Wrap-around windshield­s and revised side trim also provided enough new style to mask the fact that the new Packards were actually a very thorough updating of the body shell that had debuted with the 1951 models. New suspension incorporat­ing torsion bars front and rear, with an automatic leveling system, supported the chassis with the same 122- and 127inch wheelbase, respective­ly, for the Clipper and Packard. Except for the windshield, the greenhouse design was the same, and the quarter panels continued a subtle rear fender bump.

However, under the lightly sculptured hood of the new Packards was a long-awaited V-8 engine in place of the previous L-head straight-eight that had long resided there. At 352 cubic inches, the V-8 was marginally smaller in displaceme­nt, but pumped out 260 hp in the larger Packards, a 23 percent boost over the previous straight-eight.

The “Patrician” name had been attached to the most prestigiou­s sedan since the 1951 models. Along with the FourHundre­d two-door hardtop and the Caribbean convertibl­e, it made up the 1955 Packard line and sold 9,127 copies. With the new styling, V-8 engines and Torsion-Level suspension, overall Packard sales for 1955 topped 55,000, a 77 percent increase over 1954.
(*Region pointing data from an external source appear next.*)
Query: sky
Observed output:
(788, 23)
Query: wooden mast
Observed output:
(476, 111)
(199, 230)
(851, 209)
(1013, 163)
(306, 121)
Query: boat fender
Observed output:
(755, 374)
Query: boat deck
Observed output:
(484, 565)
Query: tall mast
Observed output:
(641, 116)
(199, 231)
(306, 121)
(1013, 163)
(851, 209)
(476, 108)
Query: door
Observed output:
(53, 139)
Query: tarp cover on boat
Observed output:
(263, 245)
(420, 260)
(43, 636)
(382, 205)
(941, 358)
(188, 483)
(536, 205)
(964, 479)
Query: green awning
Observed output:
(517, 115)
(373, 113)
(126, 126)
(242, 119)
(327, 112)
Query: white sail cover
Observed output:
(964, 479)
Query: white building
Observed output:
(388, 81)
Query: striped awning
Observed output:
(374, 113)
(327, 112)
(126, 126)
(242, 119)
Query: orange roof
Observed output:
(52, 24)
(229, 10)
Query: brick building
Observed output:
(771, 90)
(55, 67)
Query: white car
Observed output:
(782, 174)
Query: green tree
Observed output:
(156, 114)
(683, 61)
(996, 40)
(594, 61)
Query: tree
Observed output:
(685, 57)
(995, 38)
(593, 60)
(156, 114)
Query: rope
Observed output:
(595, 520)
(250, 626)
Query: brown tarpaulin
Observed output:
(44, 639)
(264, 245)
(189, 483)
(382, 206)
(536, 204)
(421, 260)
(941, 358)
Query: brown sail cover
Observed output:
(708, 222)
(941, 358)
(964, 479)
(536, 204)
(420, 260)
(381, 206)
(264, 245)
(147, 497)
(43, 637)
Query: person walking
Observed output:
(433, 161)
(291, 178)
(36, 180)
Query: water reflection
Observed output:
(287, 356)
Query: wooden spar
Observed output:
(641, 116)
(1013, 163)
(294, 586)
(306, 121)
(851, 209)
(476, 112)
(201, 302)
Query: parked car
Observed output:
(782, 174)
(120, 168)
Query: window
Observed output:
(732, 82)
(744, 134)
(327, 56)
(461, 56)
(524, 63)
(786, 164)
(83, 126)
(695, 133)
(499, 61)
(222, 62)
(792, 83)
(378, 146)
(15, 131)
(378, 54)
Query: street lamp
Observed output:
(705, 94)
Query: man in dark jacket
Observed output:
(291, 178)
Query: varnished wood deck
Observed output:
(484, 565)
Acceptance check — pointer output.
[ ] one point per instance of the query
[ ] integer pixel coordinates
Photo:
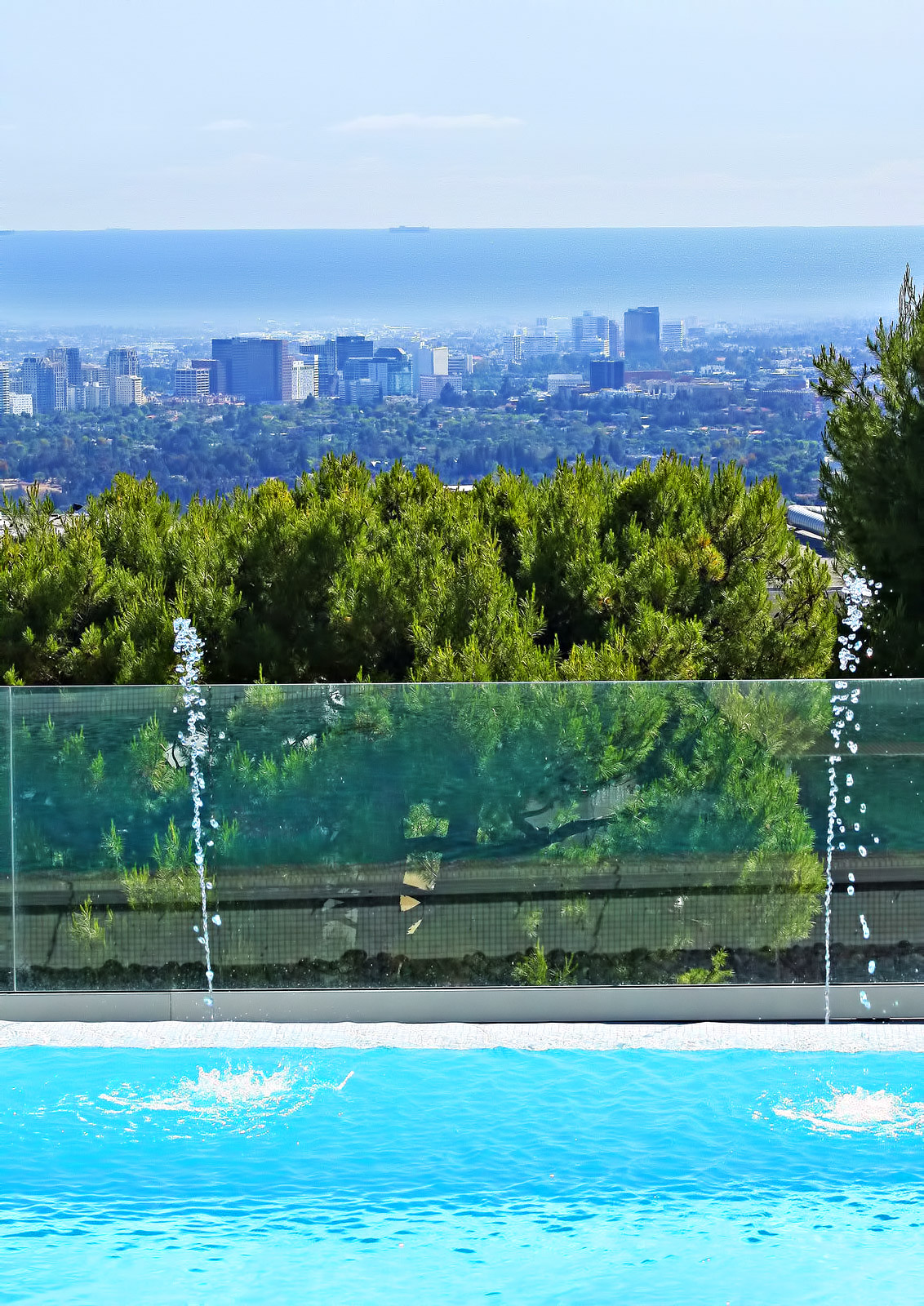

But the bubble was not to last

The V-8 in the Patrician, Four-Hundred and Caribbean was bored out to 374 cubic inches for 1956, boosting the power rating to 290 hp. Headlamp hoods were extended, and the grille was slightly restyled. The uted chrome trim band was extended the full length of the body, from behind the front wheel opening to the taillamp.

Patrician production slid to only 3,775 cars, while total Packard sales fell to 28,835, just over half of the 1955 output. The Packard name, a proud marque dating from the very earliest years of the U.S. auto industry, would continue for two more years, but the Patrician model name was retired after 1956.

Desperatel­y attempting to keep both companies going, Packard and Studebaker had merged in 1954. Finances would not allow the complete redesigns that both cars needed, and the existing Packard bodies were too wide for the Studebaker assembly lines upon which they would be built, so the 1957 and 1958 Packards, reduced to four models, were built using the Studebaker body shell, chassis and drive train.